District leaders presented midyear assessment results and a districtwide continuous-improvement plan centered on frequent diagnostics, targeted intervention blocks and building-level teams aimed at closing proficiency gaps and reducing failure rates.

Kristen, the district’s academic-services lead, told the Cedar Springs Public Schools board on Feb. 23 that the district is treating midyear assessment results as the basis for a systems-oriented improvement plan rather than a final judgment. The presentation explained how the district uses iReady diagnostics in K–8 (and IXL at the high school) alongside statewide assessments such as the M-STEP, PSAT and SAT to create more frequent, actionable touch points during the school year.

"You don't rise to the level of your goals. You fall to the level of your system," Kristen said, summarizing the case for districtwide systems that produce repeatable interventions rather than one-off activities. She described monthly reporting and an RTI scheduler that flags students at or below about 70% so teachers can invite or assign students into targeted intervention blocks (referred to in different buildings as "wind time," "hawk time" or similar schedules).

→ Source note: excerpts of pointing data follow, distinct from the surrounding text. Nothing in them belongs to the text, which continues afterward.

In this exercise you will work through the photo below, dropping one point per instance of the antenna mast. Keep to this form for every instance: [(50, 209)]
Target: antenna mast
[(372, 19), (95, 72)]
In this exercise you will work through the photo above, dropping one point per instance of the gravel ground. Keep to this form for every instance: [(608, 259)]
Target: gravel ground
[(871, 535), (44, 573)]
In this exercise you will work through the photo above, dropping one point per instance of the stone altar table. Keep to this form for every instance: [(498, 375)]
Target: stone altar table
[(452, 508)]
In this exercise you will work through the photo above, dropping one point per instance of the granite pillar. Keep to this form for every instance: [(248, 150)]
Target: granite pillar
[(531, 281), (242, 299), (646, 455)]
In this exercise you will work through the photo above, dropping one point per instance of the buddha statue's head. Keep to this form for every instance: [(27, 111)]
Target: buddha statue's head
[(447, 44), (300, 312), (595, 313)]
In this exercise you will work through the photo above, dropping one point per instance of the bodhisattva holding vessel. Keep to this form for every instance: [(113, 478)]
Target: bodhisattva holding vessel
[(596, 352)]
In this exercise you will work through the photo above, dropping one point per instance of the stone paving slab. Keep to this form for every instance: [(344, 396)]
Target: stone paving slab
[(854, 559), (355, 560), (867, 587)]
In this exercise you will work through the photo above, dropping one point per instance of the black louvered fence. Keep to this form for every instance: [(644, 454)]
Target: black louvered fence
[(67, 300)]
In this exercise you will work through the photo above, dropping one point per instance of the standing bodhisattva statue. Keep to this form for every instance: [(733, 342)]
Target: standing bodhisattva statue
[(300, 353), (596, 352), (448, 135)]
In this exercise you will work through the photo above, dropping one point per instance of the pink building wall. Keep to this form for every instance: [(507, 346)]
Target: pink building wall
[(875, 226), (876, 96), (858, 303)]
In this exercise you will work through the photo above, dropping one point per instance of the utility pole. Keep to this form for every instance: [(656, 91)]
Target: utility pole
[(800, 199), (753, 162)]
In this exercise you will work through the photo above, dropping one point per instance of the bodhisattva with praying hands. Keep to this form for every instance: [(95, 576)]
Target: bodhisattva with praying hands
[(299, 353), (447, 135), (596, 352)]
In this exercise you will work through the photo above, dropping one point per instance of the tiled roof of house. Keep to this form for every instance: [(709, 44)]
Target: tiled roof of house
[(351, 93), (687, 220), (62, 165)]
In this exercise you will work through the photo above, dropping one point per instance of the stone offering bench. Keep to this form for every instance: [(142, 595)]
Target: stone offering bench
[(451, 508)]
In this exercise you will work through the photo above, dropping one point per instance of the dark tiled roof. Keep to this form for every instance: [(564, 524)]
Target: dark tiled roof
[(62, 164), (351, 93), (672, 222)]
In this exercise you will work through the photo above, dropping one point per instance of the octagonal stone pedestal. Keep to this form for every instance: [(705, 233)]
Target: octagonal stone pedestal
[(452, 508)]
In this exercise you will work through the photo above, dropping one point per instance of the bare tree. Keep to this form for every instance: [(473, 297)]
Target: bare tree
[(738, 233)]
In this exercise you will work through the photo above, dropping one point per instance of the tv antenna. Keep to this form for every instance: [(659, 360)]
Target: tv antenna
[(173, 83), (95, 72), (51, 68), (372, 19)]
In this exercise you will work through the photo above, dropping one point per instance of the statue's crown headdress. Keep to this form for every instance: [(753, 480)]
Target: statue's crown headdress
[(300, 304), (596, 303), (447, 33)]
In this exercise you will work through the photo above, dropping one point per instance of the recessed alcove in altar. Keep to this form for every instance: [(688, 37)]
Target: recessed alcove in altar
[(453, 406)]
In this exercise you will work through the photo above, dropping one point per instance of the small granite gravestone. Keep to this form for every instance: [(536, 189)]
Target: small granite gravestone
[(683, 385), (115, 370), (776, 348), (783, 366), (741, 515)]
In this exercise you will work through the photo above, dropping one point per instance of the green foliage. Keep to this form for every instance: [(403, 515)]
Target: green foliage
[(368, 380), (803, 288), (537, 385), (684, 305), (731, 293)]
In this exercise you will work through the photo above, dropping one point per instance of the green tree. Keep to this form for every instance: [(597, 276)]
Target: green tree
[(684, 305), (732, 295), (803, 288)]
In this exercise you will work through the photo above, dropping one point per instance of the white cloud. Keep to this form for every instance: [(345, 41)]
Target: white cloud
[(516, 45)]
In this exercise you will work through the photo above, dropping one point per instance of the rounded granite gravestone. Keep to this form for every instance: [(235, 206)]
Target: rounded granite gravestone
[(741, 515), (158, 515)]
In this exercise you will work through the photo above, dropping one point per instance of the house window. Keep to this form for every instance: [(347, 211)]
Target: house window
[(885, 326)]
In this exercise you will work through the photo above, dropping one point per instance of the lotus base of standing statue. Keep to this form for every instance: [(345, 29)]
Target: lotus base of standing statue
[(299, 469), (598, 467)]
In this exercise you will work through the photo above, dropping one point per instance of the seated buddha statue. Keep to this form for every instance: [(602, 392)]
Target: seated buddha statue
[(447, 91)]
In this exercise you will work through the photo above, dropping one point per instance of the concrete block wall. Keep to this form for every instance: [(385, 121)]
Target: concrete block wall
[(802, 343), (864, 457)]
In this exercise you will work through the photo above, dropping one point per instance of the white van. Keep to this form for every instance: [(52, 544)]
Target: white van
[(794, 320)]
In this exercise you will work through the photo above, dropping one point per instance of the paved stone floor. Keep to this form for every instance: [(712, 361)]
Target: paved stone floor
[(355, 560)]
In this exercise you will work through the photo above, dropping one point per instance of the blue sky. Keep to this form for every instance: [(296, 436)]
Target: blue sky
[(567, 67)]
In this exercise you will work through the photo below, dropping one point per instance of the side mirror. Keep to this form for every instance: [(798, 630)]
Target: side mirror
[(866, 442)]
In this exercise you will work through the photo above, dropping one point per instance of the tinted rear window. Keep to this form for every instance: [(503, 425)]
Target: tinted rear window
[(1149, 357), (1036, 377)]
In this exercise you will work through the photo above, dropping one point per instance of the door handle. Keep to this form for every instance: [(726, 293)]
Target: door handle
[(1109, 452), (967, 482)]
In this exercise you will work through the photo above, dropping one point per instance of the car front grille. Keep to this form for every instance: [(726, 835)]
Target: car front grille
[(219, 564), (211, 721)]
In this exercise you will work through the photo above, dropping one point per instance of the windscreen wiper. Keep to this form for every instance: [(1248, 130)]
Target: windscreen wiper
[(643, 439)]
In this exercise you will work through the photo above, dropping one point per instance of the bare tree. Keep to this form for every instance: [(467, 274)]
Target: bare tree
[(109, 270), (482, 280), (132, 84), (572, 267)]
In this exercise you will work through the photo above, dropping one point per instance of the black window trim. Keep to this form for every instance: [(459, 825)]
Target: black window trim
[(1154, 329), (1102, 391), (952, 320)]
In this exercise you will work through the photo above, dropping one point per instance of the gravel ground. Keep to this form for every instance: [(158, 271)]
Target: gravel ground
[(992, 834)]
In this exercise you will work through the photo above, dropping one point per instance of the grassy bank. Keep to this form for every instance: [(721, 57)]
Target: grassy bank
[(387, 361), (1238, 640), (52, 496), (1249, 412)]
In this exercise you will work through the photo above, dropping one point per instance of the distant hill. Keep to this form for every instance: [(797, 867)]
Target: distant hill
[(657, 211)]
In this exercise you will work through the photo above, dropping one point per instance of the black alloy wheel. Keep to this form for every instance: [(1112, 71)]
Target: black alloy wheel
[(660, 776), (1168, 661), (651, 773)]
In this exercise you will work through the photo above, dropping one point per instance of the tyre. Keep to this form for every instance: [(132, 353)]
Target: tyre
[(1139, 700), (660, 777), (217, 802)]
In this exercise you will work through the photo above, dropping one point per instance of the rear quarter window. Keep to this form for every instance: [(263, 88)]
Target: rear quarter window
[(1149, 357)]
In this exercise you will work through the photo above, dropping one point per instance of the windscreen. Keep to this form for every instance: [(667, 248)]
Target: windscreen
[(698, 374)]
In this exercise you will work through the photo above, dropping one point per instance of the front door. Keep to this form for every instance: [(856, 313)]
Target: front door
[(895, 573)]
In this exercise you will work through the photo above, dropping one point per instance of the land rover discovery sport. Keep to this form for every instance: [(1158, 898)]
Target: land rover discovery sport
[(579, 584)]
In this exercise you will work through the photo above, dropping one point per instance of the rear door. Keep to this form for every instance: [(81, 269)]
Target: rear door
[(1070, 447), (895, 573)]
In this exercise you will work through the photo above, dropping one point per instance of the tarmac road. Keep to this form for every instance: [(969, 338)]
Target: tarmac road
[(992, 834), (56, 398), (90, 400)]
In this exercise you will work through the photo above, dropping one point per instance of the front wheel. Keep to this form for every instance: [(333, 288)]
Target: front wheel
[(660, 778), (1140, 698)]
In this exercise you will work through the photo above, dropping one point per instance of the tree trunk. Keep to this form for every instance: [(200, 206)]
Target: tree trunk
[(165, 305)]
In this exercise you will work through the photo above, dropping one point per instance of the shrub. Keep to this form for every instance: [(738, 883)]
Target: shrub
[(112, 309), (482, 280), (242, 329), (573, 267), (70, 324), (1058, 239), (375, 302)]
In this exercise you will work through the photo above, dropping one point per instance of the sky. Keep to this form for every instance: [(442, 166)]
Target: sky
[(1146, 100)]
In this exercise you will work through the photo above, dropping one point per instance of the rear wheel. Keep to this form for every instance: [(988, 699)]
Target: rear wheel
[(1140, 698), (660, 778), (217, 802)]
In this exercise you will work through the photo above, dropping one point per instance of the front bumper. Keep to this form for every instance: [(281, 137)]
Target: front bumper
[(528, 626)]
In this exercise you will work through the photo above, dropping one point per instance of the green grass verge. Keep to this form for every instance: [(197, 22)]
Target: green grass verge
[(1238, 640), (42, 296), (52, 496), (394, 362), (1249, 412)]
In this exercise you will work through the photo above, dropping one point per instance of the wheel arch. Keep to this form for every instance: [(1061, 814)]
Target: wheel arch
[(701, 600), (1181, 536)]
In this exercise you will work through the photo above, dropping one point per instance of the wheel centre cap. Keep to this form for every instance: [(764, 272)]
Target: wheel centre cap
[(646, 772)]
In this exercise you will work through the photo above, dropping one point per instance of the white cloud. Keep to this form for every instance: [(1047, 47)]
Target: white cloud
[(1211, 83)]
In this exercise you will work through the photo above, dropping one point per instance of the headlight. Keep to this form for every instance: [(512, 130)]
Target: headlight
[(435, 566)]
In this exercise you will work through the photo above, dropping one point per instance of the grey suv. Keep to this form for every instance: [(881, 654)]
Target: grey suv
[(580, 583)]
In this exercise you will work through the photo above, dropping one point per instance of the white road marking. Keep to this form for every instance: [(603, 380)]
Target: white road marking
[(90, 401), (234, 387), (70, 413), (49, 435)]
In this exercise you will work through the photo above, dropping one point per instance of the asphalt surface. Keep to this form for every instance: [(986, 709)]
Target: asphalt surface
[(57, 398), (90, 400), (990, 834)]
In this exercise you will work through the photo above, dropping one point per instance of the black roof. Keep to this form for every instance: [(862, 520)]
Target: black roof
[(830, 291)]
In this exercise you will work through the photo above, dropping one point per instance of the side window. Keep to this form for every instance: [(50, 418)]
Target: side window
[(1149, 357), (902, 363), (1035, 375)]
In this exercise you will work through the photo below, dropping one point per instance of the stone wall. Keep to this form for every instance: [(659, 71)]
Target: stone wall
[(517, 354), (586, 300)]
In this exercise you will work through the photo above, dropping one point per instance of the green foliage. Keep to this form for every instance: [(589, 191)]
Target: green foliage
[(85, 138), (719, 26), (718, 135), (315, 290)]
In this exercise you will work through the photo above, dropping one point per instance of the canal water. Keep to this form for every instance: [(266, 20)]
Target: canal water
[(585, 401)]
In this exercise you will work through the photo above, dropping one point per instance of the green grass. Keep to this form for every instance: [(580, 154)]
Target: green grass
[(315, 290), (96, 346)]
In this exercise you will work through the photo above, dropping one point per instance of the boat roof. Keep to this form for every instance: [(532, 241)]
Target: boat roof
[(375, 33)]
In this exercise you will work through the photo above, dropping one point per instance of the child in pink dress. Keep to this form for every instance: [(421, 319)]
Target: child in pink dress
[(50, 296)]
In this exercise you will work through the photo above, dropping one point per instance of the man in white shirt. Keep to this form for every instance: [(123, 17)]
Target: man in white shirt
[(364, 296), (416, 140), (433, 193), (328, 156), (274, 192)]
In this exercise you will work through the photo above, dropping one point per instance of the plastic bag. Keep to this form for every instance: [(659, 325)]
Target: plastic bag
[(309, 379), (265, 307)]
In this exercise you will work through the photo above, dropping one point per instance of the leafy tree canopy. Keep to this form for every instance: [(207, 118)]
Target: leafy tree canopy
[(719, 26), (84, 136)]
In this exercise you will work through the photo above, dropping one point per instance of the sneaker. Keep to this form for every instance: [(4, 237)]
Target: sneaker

Kristen highlighted that several grade levels are showing growth against state averages and that cohort tracking—following the same group of students year to year—reveals transitional dips (commonly between elementary and middle school). For high school, staff have added scheduled intervention time during the school day to reduce the number of students with multiple course failures; district staff said the initiative has begun tracking 1-failure counts this year so year-to-year comparisons will be possible next year.

Administration described the continuous-improvement framework as a monitoring tool: the district is reviewing capacity, implementation fidelity and reach to determine whether initiatives are applied broadly enough to move outcome measures. Dan Skollos of the AgMiner Group and data lead Ashvin were available as technical resources for board questions about K–5 reporting and diagnostics.

Board members asked for clarification on cohort versus cross-sectional views of the data, on the cadence of reports and on how intervention decisions will be coordinated across subjects. Kristen said building-level and district-level professional learning communities will use shared reports to align instruction and intervene sooner when students show risk factors.

The district framed the midyear report as a work-in-progress: administration said some gains are evident but cautioned that meeting long-term proficiency targets will require sustained implementation and, in some cases, accelerated growth beyond typical annual expectations.